ON WAR POETRY: WILFRED OWEN VS. MEHMET AKIF ERSOY

Öz  "War" means bargaining many innocent lives away in an outrageous bloodbath for the benefit of God-knows-whom for the ones who truly and closely have experienced it in the battlefield and it means sacrificing a few with a just cause for the good of many for the ones who have watched it in home fronts. These are the perspectives of English war poet Wilfred Owen and Turkish war poet Mehmet Akif Ersoy respectively. Owen actively participated in World War I (1914-1918) and witnessed the savagery and atrocity of the war on the hot battle ground fighting for his life, which made him realize the disparity between what is won and what is lost and question for what cause they fight.

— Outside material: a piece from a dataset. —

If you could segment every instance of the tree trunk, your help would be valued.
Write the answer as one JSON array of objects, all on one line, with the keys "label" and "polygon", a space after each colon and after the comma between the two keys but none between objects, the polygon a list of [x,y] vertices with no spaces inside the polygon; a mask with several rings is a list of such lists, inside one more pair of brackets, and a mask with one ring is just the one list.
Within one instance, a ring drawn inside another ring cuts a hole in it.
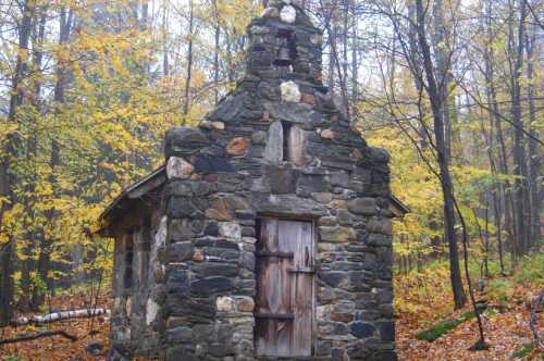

On the other hand, Ersoy was a political and religious figure during the Turkish Independence War (1919-1922), but he never actively fought in a battle. Thus, his ideas about the war remained more idealistic and hopeful about the future.  Their ideas and beliefs are reflected in their poems concerning the important war of their times. Wilfred Owen sarcastically criticizes the false assumptions and empty promises that are given to the soldiers on the battlefield in his poems such as "Dulce et Decorum Est" and reflects the brutal and apathetic side of the war. Whereas, Ersoy in his poems such as Çanakkale Şehitleri'ne (To the Martyrs of Çanakkale) and "Cenk Marşı" (Combat Anthem) encourages people to fight for their nation and supports the idea of glorious death and divine cause which is the very thing that Owen criticizes.